Residents of a small village in eastern India are terrified as mysterious sinkholes emitting smoke, ashes, gas and heat are popping open all over the area. Witnesses say the soil is burning, liquid in the holes is bubbling and leaves placed near them burst into flames. Have the gates of hell opened in Old Wahong Village?
Locals say the first hole was discovered in late May by a 16-year-old boy whose foot sank into the ground in a nearby forest and came out severely burned. When adults from the village returned to the site two weeks later, the hole had grown to 30 feet across and the surrounding vegetation was on fire. When they pushed sticks into the nearby ground, gas and bubbling liquid escaped and the ground sank. One villager described the scene:
The burnt soil smells pungent somewhat akin to garlic pickle and resembles dark maroon in color.
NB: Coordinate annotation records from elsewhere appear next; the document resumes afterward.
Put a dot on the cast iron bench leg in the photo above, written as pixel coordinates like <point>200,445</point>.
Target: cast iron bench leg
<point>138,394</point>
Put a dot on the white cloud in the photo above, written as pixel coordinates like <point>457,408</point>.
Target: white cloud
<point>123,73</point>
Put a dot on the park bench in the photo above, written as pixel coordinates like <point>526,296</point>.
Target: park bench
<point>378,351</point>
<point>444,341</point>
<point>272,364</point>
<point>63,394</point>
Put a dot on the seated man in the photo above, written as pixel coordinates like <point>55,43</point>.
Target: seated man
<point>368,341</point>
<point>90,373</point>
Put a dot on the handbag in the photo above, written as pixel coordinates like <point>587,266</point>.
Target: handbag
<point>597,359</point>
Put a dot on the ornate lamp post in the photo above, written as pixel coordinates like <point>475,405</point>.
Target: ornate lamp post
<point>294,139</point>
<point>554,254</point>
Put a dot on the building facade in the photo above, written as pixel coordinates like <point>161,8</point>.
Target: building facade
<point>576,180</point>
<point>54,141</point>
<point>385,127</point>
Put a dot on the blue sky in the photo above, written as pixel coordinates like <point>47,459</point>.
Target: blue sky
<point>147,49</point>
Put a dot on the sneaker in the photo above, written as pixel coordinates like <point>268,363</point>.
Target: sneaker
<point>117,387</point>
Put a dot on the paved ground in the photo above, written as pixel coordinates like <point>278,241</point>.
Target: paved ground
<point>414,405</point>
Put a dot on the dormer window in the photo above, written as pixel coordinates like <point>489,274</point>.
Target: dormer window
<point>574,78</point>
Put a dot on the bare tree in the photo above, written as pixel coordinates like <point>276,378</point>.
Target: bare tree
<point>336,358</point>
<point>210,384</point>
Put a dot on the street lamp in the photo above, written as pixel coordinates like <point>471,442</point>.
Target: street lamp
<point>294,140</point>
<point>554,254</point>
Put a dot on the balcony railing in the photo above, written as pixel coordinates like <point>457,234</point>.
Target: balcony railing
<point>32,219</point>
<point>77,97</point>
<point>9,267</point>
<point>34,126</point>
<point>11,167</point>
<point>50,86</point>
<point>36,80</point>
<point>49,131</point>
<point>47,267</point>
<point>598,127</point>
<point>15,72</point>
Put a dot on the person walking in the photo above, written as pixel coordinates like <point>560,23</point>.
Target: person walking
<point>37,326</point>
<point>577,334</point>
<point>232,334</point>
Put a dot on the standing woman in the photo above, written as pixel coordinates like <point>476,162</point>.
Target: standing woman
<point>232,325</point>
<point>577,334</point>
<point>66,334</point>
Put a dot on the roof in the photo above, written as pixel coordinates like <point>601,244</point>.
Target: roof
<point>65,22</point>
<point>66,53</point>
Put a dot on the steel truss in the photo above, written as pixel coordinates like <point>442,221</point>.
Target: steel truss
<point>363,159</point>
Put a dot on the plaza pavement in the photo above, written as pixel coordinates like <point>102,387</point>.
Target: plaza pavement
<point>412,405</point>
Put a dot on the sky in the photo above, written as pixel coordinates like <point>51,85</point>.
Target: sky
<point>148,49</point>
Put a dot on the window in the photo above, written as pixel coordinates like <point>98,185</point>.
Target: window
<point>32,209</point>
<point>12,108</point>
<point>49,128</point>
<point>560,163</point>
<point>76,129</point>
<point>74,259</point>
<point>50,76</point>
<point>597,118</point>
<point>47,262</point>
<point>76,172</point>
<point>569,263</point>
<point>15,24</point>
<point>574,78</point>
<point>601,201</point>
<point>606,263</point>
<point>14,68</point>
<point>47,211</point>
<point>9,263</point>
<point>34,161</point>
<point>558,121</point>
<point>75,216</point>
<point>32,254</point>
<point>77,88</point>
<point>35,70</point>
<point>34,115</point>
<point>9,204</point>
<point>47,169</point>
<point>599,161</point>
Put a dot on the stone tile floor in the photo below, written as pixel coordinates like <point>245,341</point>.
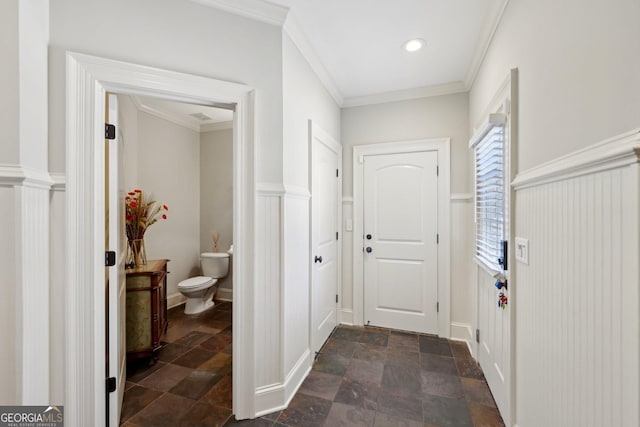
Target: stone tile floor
<point>363,377</point>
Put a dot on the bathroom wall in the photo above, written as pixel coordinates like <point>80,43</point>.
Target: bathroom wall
<point>169,168</point>
<point>162,159</point>
<point>216,196</point>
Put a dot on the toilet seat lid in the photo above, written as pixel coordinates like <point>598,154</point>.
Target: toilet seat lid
<point>194,282</point>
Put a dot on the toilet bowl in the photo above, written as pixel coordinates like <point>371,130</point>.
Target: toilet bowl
<point>200,290</point>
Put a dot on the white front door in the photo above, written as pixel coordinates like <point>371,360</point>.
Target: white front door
<point>400,241</point>
<point>116,344</point>
<point>326,159</point>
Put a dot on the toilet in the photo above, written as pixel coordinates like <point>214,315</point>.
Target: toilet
<point>200,290</point>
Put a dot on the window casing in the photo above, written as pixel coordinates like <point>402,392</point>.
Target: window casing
<point>490,192</point>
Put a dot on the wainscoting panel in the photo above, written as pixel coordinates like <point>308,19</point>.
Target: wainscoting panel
<point>268,297</point>
<point>577,322</point>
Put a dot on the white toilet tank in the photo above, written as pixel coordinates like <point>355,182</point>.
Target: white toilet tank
<point>214,264</point>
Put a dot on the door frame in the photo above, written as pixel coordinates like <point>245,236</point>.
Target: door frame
<point>316,131</point>
<point>442,146</point>
<point>88,79</point>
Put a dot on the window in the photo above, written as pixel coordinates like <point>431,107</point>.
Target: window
<point>490,197</point>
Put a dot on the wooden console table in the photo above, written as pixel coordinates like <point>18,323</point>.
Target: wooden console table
<point>146,308</point>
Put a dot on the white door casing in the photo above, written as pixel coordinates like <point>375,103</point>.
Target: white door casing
<point>401,234</point>
<point>326,189</point>
<point>441,146</point>
<point>117,283</point>
<point>88,79</point>
<point>496,348</point>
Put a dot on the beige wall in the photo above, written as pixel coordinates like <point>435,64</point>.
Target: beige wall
<point>579,73</point>
<point>441,116</point>
<point>216,192</point>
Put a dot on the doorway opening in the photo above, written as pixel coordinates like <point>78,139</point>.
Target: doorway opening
<point>179,156</point>
<point>88,80</point>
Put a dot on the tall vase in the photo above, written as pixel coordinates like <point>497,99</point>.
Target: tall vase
<point>137,254</point>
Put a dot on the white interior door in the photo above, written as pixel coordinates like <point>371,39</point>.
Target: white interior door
<point>400,241</point>
<point>116,280</point>
<point>326,159</point>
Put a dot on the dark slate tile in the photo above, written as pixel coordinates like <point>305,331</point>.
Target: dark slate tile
<point>403,358</point>
<point>339,346</point>
<point>365,371</point>
<point>433,345</point>
<point>166,411</point>
<point>349,416</point>
<point>321,385</point>
<point>193,338</point>
<point>140,369</point>
<point>272,416</point>
<point>204,415</point>
<point>331,363</point>
<point>384,420</point>
<point>401,380</point>
<point>374,337</point>
<point>216,343</point>
<point>358,393</point>
<point>348,334</point>
<point>171,351</point>
<point>485,416</point>
<point>218,364</point>
<point>460,350</point>
<point>196,385</point>
<point>447,412</point>
<point>220,394</point>
<point>403,341</point>
<point>435,363</point>
<point>194,358</point>
<point>372,353</point>
<point>166,377</point>
<point>468,368</point>
<point>434,383</point>
<point>308,411</point>
<point>401,407</point>
<point>257,422</point>
<point>137,399</point>
<point>477,391</point>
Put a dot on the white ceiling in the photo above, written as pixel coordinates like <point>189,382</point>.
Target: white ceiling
<point>197,117</point>
<point>359,42</point>
<point>355,47</point>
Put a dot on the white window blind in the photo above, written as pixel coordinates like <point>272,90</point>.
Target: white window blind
<point>490,194</point>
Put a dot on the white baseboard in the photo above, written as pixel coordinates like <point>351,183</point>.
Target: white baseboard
<point>175,300</point>
<point>346,316</point>
<point>224,294</point>
<point>276,397</point>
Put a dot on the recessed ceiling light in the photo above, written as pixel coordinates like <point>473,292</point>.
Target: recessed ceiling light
<point>413,45</point>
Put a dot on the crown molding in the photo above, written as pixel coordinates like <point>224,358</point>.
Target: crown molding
<point>162,115</point>
<point>212,127</point>
<point>484,41</point>
<point>406,94</point>
<point>207,127</point>
<point>258,10</point>
<point>613,153</point>
<point>295,33</point>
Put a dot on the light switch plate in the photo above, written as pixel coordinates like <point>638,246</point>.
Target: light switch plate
<point>522,250</point>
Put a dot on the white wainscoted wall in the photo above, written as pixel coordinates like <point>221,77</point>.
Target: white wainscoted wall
<point>216,197</point>
<point>577,299</point>
<point>462,287</point>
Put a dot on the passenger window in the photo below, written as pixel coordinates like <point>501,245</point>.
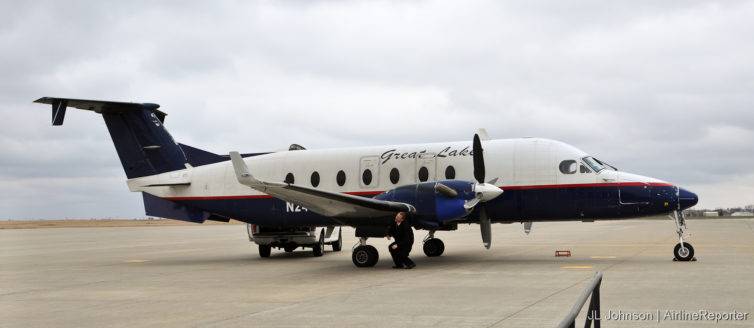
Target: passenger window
<point>366,177</point>
<point>423,174</point>
<point>395,176</point>
<point>450,172</point>
<point>568,166</point>
<point>340,178</point>
<point>315,179</point>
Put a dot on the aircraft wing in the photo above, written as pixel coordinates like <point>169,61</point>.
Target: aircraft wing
<point>322,202</point>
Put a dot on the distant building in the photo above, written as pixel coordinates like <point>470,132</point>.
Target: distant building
<point>742,214</point>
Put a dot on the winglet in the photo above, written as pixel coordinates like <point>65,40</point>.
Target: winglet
<point>242,171</point>
<point>58,111</point>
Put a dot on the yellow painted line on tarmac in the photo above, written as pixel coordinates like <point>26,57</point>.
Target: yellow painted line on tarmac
<point>577,267</point>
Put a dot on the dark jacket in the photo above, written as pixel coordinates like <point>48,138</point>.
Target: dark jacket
<point>404,237</point>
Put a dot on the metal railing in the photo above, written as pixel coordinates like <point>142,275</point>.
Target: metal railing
<point>593,314</point>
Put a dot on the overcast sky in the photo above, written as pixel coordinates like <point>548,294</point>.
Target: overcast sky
<point>658,88</point>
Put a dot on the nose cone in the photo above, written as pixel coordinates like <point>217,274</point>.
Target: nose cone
<point>487,190</point>
<point>686,198</point>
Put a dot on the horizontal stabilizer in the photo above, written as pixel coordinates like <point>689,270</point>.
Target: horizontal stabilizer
<point>198,157</point>
<point>59,106</point>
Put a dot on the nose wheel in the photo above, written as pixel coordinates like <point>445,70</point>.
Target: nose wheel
<point>433,247</point>
<point>683,251</point>
<point>364,255</point>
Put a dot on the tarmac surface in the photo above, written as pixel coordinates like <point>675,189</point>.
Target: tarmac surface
<point>212,276</point>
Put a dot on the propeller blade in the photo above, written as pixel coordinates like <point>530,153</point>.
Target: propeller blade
<point>485,226</point>
<point>445,190</point>
<point>472,202</point>
<point>478,158</point>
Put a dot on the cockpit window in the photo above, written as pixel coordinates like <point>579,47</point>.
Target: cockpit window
<point>593,163</point>
<point>568,166</point>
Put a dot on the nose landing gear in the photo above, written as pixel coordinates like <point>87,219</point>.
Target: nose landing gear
<point>432,246</point>
<point>364,255</point>
<point>683,251</point>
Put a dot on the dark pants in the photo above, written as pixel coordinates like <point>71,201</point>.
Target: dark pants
<point>400,258</point>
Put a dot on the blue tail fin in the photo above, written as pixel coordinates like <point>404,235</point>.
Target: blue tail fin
<point>143,144</point>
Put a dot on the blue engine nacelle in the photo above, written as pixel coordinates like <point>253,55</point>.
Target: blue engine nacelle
<point>432,207</point>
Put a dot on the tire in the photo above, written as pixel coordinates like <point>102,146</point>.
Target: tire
<point>683,256</point>
<point>319,247</point>
<point>365,256</point>
<point>265,250</point>
<point>337,246</point>
<point>434,247</point>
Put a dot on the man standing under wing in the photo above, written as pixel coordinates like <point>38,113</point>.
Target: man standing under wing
<point>404,240</point>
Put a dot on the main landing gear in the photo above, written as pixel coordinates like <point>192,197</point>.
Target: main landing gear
<point>364,255</point>
<point>682,251</point>
<point>433,246</point>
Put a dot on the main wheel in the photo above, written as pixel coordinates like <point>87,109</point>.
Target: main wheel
<point>683,254</point>
<point>434,247</point>
<point>264,250</point>
<point>338,244</point>
<point>319,248</point>
<point>365,256</point>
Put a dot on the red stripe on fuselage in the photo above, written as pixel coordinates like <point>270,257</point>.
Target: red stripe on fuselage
<point>358,193</point>
<point>587,185</point>
<point>372,193</point>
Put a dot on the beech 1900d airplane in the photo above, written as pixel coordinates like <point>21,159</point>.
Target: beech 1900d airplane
<point>441,184</point>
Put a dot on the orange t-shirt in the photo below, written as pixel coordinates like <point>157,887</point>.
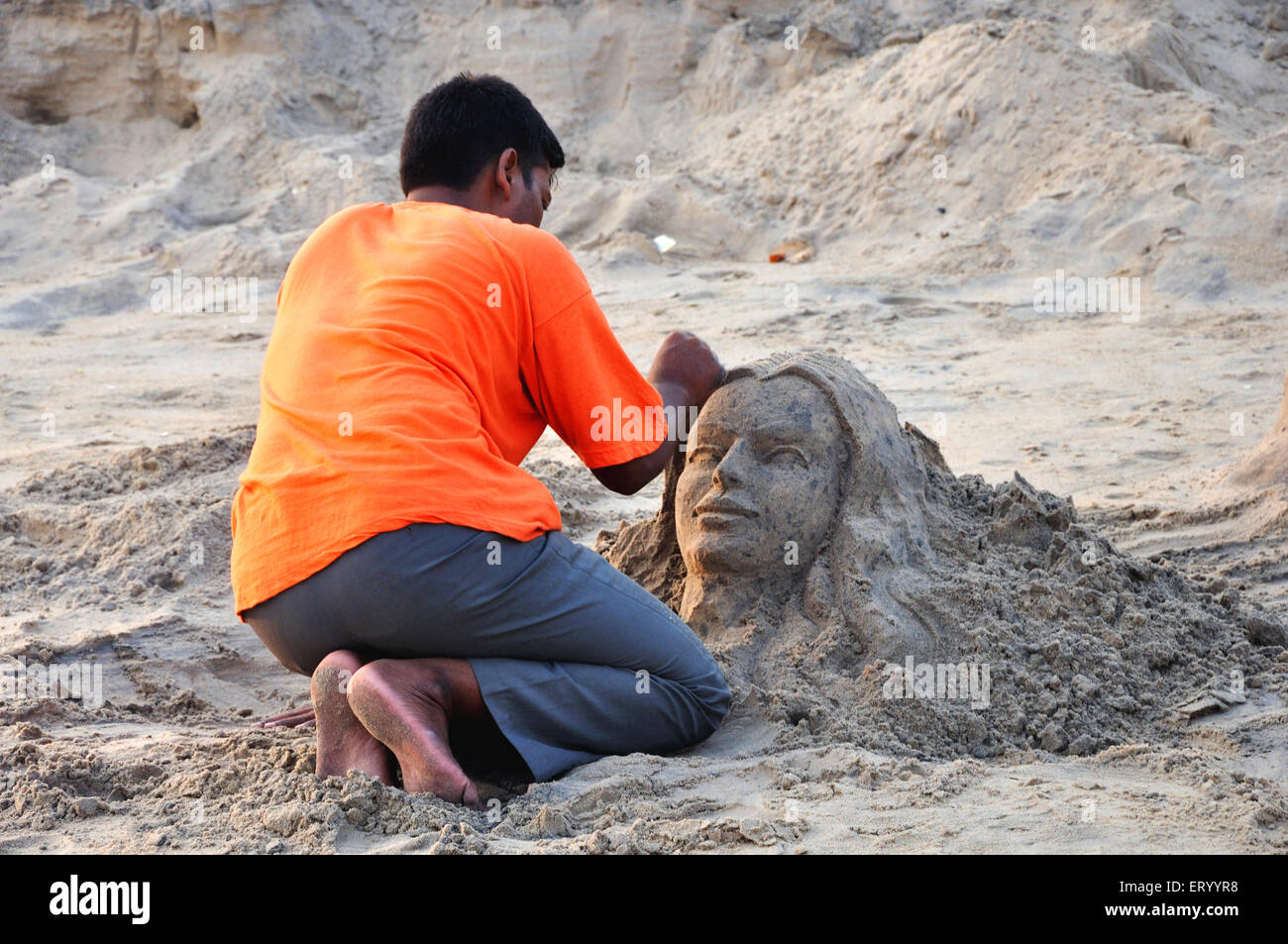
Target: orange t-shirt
<point>419,352</point>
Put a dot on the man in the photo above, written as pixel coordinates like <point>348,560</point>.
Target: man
<point>385,540</point>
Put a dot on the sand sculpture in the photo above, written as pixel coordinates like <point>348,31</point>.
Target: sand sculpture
<point>831,559</point>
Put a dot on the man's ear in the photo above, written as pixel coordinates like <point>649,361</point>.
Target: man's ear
<point>505,170</point>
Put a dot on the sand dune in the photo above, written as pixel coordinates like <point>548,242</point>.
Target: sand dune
<point>936,162</point>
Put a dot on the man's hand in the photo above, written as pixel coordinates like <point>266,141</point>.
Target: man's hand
<point>686,371</point>
<point>686,360</point>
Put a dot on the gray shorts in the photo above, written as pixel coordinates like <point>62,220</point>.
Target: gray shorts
<point>575,660</point>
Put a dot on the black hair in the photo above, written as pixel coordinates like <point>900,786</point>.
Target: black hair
<point>464,124</point>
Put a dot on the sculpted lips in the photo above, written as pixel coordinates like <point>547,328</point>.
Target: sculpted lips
<point>722,506</point>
Should the residents of Old Wahong Village be worried about the hot sinkholes? That might be a good idea. The village is in the Ukhrul District in the northeast corner of India bordering Myanmar in an extremely remote area that’s eight hours by car from the district’s headquarters. Even worse, it’s near the meeting point of the tectonic plates of India and Myanmar. Their scraping and shifting may explain the current hot sinkholes as well as similar but smaller ones in 2006, 2012 and 2013, not to mention a mud volcano that formed in the neighboring village of New Tusom in 2013.
Local officials, state government investigators and a team from the Manipur University’s Earth Sciences Department are on their way to check out the sinkholes and determine if they’re from an underground fire or potential volcanic activity.
That smell of garlic pickles has me puzzled. Could the hot smoking holes be caused by an underground demon or alien with a taste for kosher food? And wouldn’t “Hot Smoking Sinkholes” be a great name for a band?